The wealth tax would be on top of other taxes on income, interest
earnings, dividends, the sale of stocks, or other capital gains the the rich
are wont to incur.
Challenges
The difficulties in designing, passing, implementing and enforcing
a wealth tax are admittedly considerable.
What counts as wealth? This is actually among the trickiest parts.
The idea is to tax wealth and assets, net of liabilities, rather than just
incomes.
The Forbes list of the world’s richest supposedly covers all types
of assets: ownership of companies, financial assets, real estate, property, and
more. Wealth presumably includes things like art, car or jewelry collections,
jets and yachts, precious metals, and the like, whether or not these are held
in the country or abroad. And cash, of course – balikbayan boxes of it.
Estimating the value of wealth is undeniably daunting and will
require a dedicated and incorruptible corps of lawyers, examiners, and experts.

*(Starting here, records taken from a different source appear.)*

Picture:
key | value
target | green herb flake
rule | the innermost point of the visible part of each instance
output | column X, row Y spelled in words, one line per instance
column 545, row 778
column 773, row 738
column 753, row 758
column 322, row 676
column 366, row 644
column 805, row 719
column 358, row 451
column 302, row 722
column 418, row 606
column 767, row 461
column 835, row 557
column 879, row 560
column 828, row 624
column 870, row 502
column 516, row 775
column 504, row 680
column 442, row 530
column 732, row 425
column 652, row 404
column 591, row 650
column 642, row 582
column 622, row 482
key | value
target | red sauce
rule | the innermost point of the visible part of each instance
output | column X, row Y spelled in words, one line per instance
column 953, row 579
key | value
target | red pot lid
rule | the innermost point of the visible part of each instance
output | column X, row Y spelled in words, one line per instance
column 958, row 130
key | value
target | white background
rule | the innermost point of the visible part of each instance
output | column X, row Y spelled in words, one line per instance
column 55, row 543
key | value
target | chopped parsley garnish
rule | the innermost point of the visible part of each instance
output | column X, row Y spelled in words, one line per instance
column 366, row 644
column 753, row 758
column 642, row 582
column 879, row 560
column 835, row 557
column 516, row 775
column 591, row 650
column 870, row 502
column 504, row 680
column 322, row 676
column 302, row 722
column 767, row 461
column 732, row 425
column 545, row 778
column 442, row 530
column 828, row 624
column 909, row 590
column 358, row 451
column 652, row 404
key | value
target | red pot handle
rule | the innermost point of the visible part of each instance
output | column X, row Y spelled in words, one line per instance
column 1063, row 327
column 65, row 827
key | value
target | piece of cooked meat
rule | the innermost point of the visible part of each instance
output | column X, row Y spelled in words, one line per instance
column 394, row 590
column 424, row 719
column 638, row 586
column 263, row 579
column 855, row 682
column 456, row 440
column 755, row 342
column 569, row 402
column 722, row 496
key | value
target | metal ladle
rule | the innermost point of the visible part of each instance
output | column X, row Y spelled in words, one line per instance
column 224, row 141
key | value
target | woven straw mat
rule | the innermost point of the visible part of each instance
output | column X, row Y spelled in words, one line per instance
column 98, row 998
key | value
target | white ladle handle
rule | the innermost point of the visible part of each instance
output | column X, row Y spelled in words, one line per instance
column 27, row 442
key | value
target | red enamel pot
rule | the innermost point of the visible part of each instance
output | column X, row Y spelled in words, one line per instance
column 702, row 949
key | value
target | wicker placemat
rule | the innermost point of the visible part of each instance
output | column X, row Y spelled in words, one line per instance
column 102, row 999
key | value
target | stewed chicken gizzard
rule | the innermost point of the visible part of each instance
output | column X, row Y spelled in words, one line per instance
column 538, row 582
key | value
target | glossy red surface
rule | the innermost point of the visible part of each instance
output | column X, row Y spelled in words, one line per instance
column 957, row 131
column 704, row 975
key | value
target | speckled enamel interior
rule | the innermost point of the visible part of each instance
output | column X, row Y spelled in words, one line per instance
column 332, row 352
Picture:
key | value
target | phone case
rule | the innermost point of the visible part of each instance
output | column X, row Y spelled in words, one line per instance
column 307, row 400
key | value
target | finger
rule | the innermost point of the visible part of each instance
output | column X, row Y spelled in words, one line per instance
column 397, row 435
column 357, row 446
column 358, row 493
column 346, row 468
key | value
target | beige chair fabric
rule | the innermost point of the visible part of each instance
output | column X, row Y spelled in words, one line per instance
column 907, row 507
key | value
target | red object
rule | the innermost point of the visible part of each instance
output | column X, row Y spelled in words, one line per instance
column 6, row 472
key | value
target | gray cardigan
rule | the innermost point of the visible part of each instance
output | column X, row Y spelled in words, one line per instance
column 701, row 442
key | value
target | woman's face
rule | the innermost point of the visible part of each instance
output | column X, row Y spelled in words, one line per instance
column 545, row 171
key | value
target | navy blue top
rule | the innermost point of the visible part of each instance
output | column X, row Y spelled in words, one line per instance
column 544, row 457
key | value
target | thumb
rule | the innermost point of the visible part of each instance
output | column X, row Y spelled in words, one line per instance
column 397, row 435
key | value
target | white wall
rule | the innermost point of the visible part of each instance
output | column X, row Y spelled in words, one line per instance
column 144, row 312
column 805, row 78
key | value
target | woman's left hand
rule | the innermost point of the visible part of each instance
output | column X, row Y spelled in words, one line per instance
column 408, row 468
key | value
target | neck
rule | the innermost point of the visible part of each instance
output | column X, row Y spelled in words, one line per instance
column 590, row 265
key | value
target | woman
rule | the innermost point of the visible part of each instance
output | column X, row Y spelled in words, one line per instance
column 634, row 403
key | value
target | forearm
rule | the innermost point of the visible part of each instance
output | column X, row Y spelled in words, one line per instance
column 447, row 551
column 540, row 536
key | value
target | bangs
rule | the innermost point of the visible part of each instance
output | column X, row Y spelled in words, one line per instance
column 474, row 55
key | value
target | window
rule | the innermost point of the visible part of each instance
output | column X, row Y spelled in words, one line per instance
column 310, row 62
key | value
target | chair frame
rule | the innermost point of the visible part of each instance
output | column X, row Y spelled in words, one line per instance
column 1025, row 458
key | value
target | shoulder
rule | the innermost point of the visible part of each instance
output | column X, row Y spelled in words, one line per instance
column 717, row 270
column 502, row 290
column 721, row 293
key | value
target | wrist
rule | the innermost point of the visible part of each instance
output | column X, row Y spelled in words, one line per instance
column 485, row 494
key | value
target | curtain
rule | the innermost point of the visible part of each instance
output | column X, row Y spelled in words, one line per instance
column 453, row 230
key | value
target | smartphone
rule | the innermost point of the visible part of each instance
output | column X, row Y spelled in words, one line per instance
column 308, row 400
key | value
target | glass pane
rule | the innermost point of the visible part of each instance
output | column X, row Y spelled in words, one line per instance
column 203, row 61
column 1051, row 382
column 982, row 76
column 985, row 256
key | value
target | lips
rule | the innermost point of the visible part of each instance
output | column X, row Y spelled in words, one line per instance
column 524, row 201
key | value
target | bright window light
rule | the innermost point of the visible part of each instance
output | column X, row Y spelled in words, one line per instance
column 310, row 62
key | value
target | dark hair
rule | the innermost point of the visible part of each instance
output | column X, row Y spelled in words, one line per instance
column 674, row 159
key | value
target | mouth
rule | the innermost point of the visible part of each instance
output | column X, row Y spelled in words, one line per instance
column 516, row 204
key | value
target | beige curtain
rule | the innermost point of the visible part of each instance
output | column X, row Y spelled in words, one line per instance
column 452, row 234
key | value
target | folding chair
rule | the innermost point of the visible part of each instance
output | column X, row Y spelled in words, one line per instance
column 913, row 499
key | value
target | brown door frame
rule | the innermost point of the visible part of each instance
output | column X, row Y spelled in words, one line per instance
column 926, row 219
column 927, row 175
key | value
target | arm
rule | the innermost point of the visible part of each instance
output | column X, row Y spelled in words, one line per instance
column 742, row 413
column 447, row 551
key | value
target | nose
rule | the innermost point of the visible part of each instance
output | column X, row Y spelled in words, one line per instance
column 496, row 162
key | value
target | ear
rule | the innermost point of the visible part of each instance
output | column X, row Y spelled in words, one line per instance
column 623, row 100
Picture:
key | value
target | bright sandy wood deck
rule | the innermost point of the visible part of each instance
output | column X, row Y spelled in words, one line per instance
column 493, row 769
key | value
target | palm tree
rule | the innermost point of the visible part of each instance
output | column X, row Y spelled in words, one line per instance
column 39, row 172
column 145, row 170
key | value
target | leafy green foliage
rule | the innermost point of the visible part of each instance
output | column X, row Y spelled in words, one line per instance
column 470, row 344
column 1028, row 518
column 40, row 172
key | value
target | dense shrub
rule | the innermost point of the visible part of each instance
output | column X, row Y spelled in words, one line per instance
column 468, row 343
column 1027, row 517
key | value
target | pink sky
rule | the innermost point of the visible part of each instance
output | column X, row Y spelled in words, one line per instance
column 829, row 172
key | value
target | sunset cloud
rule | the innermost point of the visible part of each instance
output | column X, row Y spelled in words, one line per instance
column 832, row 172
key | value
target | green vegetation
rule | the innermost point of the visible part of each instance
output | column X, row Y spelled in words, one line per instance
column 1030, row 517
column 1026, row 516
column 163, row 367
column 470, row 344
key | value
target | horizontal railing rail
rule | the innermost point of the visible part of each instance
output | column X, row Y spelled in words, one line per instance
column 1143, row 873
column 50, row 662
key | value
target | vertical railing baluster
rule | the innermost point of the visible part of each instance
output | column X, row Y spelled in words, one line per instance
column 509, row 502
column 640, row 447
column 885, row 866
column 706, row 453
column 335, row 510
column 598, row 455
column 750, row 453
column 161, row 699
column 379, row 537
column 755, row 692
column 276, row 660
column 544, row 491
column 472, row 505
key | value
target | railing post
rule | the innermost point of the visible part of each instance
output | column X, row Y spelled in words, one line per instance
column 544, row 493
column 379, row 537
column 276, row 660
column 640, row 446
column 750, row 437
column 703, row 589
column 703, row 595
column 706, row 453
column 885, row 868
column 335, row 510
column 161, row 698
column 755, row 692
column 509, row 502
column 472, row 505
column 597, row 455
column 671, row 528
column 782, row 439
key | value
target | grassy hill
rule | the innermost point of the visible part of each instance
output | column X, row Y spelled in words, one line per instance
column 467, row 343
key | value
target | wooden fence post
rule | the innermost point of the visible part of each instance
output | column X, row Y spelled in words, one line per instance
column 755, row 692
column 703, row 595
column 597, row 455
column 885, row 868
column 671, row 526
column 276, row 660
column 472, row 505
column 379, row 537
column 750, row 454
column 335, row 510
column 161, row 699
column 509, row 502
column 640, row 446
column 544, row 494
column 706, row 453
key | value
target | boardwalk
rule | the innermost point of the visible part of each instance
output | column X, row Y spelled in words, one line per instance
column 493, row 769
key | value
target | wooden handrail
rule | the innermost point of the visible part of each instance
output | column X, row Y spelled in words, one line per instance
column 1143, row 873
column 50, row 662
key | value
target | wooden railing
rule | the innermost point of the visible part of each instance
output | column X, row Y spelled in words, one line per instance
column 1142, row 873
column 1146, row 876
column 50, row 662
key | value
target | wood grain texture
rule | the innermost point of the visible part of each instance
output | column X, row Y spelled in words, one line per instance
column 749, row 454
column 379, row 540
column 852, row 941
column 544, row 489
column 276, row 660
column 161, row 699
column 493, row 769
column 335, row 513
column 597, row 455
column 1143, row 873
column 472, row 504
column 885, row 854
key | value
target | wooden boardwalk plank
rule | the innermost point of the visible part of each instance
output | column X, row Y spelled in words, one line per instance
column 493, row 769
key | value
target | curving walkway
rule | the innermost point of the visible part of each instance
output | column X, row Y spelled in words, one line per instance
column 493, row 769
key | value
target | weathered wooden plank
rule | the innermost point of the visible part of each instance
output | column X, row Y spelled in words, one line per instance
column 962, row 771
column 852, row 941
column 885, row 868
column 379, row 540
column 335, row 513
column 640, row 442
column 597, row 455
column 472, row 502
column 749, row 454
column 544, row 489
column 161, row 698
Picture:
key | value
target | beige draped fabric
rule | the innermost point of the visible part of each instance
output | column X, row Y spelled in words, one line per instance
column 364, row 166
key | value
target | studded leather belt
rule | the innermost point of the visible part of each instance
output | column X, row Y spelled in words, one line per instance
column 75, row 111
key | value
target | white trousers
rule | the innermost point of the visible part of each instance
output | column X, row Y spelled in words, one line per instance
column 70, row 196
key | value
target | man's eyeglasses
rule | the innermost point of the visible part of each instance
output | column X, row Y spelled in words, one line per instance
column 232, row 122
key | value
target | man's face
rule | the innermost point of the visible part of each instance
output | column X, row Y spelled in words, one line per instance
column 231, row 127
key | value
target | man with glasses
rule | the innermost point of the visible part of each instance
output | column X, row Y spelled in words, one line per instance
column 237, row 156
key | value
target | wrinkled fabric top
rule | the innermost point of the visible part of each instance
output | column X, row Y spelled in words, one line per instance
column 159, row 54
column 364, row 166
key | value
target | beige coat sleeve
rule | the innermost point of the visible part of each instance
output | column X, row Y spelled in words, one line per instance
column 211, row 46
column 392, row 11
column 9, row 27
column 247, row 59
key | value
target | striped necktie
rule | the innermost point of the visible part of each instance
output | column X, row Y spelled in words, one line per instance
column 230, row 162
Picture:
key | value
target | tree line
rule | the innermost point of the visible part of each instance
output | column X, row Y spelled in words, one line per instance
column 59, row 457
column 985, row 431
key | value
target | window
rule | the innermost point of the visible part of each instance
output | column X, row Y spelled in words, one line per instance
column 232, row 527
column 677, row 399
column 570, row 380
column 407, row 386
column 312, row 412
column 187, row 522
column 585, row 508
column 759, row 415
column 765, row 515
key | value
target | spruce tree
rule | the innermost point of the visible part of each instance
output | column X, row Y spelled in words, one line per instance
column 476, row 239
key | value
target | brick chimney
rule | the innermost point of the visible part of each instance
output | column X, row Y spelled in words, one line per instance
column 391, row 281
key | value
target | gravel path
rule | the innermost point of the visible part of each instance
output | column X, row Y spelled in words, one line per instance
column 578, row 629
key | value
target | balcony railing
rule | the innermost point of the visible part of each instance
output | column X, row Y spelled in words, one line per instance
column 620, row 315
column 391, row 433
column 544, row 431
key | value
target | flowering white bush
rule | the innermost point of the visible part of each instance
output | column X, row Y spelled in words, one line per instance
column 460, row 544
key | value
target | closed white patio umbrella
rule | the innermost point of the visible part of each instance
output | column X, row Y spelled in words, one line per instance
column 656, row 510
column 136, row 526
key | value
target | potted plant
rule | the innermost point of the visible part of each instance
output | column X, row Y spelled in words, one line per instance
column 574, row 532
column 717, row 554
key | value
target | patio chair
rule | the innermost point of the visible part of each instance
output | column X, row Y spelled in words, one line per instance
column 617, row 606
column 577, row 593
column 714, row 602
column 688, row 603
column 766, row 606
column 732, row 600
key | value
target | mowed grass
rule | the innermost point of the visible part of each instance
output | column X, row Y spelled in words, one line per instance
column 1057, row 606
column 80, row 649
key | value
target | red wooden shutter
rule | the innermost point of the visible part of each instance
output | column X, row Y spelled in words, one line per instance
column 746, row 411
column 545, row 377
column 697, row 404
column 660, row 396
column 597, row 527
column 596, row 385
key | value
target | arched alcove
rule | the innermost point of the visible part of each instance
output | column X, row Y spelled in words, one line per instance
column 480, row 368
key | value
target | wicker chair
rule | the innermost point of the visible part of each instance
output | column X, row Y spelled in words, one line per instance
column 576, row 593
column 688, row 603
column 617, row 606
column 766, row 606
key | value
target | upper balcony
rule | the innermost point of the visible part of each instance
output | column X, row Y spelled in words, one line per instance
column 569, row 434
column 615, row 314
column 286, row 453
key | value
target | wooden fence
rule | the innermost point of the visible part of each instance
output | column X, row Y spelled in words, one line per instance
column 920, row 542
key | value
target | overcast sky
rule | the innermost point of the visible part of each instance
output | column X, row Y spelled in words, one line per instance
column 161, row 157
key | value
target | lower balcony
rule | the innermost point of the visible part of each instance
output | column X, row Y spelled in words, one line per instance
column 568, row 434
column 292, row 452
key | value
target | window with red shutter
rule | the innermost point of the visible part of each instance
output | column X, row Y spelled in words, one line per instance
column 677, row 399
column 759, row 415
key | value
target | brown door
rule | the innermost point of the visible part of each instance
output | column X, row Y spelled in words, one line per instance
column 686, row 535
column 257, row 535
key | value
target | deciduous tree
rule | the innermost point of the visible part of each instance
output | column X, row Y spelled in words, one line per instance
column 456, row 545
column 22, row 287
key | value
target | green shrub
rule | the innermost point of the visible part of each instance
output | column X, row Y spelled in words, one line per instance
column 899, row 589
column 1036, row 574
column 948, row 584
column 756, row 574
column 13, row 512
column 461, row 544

A decent amount of cooperation with foreign financial authorities is also
necessary.
Won’t there just be avoidance and evasion? The country’s rich
certainly have a lot of practice obscuring wealth when they evade paying estate
taxes.
But something must be wrong if that difficulty is used to justify
taxing the poor instead – keeping wealth untouchable just because burdening the
poor is easier is the worst kind of public policy. Imperfect information is
never an excuse for inaction.
If administrative, logistical and regulatory costs are high then
the wealth tax can be made higher, or lower and broader, if that will make
compliance easier and the revenue take larger. There can also be a mechanism to
avoid lack of cash being made an excuse to not pay the wealth tax. This might
include, for instance, accepting payments even in non-cash assets.
Choices
Implementing a wealth tax also means a host of technical
challenges and political obstacles. There’s getting it passed to begin with,
which will need to surmount well-paid legal and well-placed political
obstacles. There’s no doubt that the country’s most powerful families and their
allies at the highest levels of government will mobilize against this and
indeed any legislator supporting this.
The concern will not just be in the run-up to 2022 but to every
election afterwards. Anyone even trying to loosen oligarchs’ grips on their
fortunes will face their very long memories.
The bottom line: complexity and difficulty should not be reasons
against a wealth tax. The only real way to overcome these is to do it – impose
wealth as actual practice.
This is also the danger in buying too much into the finance
department’s seemingly compelling arguments for ‘simpler’ and ‘more efficient’
tax systems as if these are ends in themselves. Buying into this narrative
dangerously allows all sorts of sins like overburdening the poor, preserving
wealth, and worsening inequality.
Albert Einstein should provide guidance. “It can scarcely be denied that the supreme goal of all theory is to make the irreducible basic elements as simple and as few as possible without having to surrender the adequate representation of a single datum of experience.” Or as it is neatly and self-referentially paraphrased: “Everything should be made as simple as possible, but no simpler.”
And the simple truth is that putting a wealth tax in place or avoiding this is a matter of political choice.